---
title: "Introduction to Using the pooledpeaks Workflow"
output: rmarkdown::html_vignette
vignette: >
  %\VignetteIndexEntry{Introduction to Using the pooledpeaks Workflow}
  %\VignetteEngine{knitr::rmarkdown}
  %\VignetteEncoding{UTF-8}
---

```{r, include = FALSE}
knitr::opts_chunk$set(
  collapse = TRUE,
  comment = "#>"
)
knitr::opts_chunk$set(fig.width = 8, fig.height = 6)
```

# Introduction

Welcome to pooledpeaks. This guide introduces researchers to pooledpeaks for
analyzing microsatellite markers, scoring `.fsa` files, and calculating genetic
measures like Nei's GST and Jost's D. Basic R skills are required, but most
steps are straightforward.

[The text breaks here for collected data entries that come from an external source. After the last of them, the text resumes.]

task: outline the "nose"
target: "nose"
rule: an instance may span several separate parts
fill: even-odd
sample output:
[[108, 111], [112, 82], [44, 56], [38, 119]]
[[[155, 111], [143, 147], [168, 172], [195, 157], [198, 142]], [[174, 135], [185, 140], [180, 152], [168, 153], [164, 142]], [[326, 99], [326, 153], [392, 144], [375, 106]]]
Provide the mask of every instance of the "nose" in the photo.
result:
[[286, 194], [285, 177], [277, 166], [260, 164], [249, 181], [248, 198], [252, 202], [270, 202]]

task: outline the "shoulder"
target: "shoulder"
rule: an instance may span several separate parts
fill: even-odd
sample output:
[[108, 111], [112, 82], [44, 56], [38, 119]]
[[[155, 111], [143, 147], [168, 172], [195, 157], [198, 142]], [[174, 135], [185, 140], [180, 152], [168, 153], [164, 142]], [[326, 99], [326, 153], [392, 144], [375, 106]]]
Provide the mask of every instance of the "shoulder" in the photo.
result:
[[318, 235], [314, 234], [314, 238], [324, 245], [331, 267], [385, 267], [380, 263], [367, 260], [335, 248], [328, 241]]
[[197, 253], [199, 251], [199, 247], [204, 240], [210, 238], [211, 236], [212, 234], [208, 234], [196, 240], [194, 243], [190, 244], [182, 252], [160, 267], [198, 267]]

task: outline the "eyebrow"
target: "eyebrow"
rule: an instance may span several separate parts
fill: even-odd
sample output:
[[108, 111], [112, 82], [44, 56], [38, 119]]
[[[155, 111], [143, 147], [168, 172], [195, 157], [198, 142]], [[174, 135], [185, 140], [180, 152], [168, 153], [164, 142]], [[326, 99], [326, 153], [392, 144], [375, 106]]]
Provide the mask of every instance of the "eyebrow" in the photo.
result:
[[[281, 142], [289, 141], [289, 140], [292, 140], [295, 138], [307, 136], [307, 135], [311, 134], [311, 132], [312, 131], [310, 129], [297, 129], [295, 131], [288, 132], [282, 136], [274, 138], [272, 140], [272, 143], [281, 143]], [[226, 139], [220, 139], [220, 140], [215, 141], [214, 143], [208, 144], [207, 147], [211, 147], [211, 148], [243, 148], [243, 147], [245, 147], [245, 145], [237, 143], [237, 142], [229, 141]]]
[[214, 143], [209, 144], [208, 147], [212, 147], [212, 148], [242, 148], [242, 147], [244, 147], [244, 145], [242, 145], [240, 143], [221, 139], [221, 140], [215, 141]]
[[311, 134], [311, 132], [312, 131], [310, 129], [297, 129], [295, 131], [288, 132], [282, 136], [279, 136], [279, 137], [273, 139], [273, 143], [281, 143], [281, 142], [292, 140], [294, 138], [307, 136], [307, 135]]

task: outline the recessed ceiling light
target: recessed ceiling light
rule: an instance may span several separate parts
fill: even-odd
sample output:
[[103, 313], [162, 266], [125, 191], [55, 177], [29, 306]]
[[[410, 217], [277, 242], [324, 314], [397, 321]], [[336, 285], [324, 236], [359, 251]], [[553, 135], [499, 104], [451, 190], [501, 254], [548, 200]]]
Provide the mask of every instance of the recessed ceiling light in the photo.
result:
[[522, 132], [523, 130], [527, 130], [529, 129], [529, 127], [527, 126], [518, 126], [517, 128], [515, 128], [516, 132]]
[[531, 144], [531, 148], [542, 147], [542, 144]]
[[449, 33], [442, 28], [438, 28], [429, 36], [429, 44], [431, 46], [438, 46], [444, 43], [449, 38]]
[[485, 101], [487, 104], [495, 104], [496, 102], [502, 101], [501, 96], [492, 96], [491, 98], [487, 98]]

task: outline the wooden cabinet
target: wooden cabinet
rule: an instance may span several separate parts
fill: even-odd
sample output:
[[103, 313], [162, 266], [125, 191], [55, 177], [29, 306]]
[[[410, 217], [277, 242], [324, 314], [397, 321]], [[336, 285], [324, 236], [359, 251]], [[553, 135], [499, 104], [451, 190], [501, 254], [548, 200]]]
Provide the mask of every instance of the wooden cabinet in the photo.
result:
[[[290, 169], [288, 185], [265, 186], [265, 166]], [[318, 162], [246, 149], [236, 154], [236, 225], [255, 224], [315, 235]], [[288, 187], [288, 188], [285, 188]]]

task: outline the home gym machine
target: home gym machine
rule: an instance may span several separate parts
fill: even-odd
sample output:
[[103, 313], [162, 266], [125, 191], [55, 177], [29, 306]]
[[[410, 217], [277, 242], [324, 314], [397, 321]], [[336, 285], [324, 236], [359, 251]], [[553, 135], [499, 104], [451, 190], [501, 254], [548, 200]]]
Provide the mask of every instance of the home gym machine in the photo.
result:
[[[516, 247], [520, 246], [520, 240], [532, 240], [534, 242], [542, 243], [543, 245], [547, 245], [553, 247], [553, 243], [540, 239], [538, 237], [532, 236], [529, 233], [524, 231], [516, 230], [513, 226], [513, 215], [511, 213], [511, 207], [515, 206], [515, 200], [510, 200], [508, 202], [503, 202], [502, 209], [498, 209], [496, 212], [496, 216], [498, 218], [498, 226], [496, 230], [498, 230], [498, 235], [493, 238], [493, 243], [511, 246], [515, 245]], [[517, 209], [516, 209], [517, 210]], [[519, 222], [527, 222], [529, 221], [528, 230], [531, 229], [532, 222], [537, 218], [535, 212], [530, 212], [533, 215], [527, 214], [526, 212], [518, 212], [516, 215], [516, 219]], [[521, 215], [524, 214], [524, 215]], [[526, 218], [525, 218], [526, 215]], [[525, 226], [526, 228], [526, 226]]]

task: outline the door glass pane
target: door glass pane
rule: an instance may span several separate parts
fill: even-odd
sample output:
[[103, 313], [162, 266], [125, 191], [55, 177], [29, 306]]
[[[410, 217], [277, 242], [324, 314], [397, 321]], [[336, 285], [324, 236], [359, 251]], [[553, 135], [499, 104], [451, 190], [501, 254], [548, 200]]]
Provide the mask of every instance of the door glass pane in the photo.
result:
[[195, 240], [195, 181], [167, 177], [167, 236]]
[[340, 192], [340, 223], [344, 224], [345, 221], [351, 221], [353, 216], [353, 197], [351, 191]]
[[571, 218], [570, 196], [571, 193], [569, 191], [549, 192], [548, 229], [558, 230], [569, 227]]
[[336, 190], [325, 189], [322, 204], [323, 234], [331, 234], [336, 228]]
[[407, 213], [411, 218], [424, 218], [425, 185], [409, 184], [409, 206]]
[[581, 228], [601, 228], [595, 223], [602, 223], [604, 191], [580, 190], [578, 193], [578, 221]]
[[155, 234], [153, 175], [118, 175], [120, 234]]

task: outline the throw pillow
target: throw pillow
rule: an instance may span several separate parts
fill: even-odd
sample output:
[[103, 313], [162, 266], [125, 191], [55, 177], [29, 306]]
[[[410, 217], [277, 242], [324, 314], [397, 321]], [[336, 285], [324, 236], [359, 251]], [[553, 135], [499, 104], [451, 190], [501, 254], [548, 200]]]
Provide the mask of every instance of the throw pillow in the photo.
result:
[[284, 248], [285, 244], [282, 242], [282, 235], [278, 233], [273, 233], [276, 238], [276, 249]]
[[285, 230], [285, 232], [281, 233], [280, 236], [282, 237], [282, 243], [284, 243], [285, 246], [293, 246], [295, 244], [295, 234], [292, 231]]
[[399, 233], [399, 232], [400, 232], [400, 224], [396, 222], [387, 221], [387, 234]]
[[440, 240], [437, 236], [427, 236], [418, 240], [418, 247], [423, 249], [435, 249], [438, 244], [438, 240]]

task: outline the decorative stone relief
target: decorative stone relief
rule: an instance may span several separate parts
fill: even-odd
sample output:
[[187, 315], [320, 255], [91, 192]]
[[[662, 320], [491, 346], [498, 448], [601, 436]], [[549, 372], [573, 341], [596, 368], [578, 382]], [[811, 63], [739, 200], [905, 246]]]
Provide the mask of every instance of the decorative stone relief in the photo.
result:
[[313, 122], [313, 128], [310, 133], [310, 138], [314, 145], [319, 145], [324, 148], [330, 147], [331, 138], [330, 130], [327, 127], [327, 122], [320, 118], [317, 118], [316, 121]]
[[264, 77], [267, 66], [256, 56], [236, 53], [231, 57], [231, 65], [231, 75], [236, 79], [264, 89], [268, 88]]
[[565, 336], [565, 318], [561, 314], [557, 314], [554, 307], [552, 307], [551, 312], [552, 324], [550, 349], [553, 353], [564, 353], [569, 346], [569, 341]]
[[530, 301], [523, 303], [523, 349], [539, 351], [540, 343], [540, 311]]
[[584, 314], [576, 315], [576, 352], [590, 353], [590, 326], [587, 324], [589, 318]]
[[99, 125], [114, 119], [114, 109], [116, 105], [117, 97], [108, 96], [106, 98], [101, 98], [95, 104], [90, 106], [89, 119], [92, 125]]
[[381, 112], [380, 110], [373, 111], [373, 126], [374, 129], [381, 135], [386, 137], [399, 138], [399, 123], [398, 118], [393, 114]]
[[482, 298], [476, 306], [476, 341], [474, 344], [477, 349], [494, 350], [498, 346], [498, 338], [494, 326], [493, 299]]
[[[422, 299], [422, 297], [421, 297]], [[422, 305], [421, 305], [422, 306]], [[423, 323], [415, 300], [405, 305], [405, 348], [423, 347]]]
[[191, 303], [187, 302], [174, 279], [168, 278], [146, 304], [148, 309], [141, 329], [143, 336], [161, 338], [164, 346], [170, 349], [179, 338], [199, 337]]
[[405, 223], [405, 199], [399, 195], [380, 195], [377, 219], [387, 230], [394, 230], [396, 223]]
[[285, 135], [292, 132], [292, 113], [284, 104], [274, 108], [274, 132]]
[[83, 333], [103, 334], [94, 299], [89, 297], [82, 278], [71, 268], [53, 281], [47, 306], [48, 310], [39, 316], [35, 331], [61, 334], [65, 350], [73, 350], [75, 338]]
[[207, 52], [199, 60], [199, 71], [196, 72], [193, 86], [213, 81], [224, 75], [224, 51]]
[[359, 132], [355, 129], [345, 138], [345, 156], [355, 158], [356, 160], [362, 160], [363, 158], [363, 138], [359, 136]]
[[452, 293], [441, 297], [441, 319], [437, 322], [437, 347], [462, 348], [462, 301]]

This vignette includes `.fsa` files from two
different sources:

- Laboratory-derived *Schistosoma haematobium* samples, used for development
and testing of the `pooledpeaks` pipeline.
- De-identified *Schistosoma mansoni* samples collected in Brazil in 2019.
These samples were extracted from discarded human waste as part of a study on
parasite transmission dynamics and contain no identifiable information.

These files are intended solely to demonstrate the functionality of the
`pooledpeaks` package and are not for diagnostic or clinical use.To access the
example `.fsa` files included with the package, use the following path within R:

```r
system.file("extdata", package = "pooledpeaks")
```
### Data Objects

Several internal data objects are created and used in this vignette to
demonstrate the analytical workflow of the `pooledpeaks` package. These
include:

- **`eggcount`**: A manually created demonstration table used to simulate egg
count data for pooled Schistosoma samples. This data mimics what might be
collected during field surveillance or lab-based quantification, with rows
representing sample pools and values corresponding to observed egg counts.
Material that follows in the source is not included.